Our findings have important implications for those providing care to children. The immediate risk of a serious adverse event following immunization is low with both the vaccination visits that contain the MMR and varicella vaccines. However, the 12 month vaccines which typically contain the first dose of the MMR vaccine is associated with an increased risk of an emergency room visit approximately 4 to 12 days after immunization, peaking between days 8 and 11. This increase in rate of a child experiencing at least one event for every 158 vaccinated individuals is associated with a similar acuity as the control period. If the presentation to the emergency room was due to parental anxiety we would have expected to see a reduction in acuity during the risk period. The findings also suggest that the reactions are not severe since acuity was not higher than the control period and furthermore, there were few hospital admissions. Additional reassurance can be derived from previous studies that identified no long-term consequences related to vaccine associated febrile seizures 
. The increase in ER visits we observed could be a result of insufficient information being provided to parents who may not expect their child to develop a reaction a week after vaccination. In particular, the likelihood of this risk may be underestimated by physicians. Our study also reinforces the reduced risk of events following the second dose of MMR vaccine.
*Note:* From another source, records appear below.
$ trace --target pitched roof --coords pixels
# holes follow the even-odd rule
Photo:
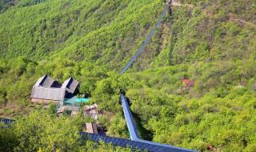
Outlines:
[[[65,88],[68,92],[74,94],[78,85],[79,82],[71,77],[64,82],[62,88]]]
[[[31,98],[62,101],[64,100],[65,91],[66,90],[62,88],[34,86],[32,90]]]
[[[45,87],[50,87],[54,83],[54,80],[49,77],[47,74],[41,77],[38,82],[35,83],[35,86],[45,86]]]

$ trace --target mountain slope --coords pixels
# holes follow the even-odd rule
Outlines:
[[[26,110],[46,73],[60,82],[73,76],[110,113],[100,120],[110,135],[128,138],[118,102],[126,89],[142,138],[202,151],[255,150],[254,0],[175,1],[122,77],[165,9],[162,0],[31,2],[0,14],[2,115]]]

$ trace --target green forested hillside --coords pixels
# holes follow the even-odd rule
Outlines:
[[[0,3],[1,115],[33,110],[32,86],[46,73],[62,82],[73,76],[111,114],[101,118],[109,135],[128,138],[122,88],[145,138],[202,151],[256,150],[254,0],[178,1],[122,77],[162,0],[6,2]]]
Given the effectiveness of the MMR vaccine in eliminating both measles and rubella, and the highly infectious nature of these diseases, high vaccination coverage is essential. The diseases that the vaccines are preventing are not benign and vaccination can eliminate many of the serious sequelae of these infections 
. Complications from measles include otitis media (7–9% of cases), pneumonia (1–6% of cases), encephalitis (1 per 1,000–2,000 cases), subacute sclerosing panecephalitis (1 per 100,000 cases), and death (1 per 3000 cases) 
. Further studies attempting to predict which children develop post-vaccination reactions, as well as determining the effectiveness of prophylactic treatment with antipyrectics prior to the high risk period for symptom development are warranted.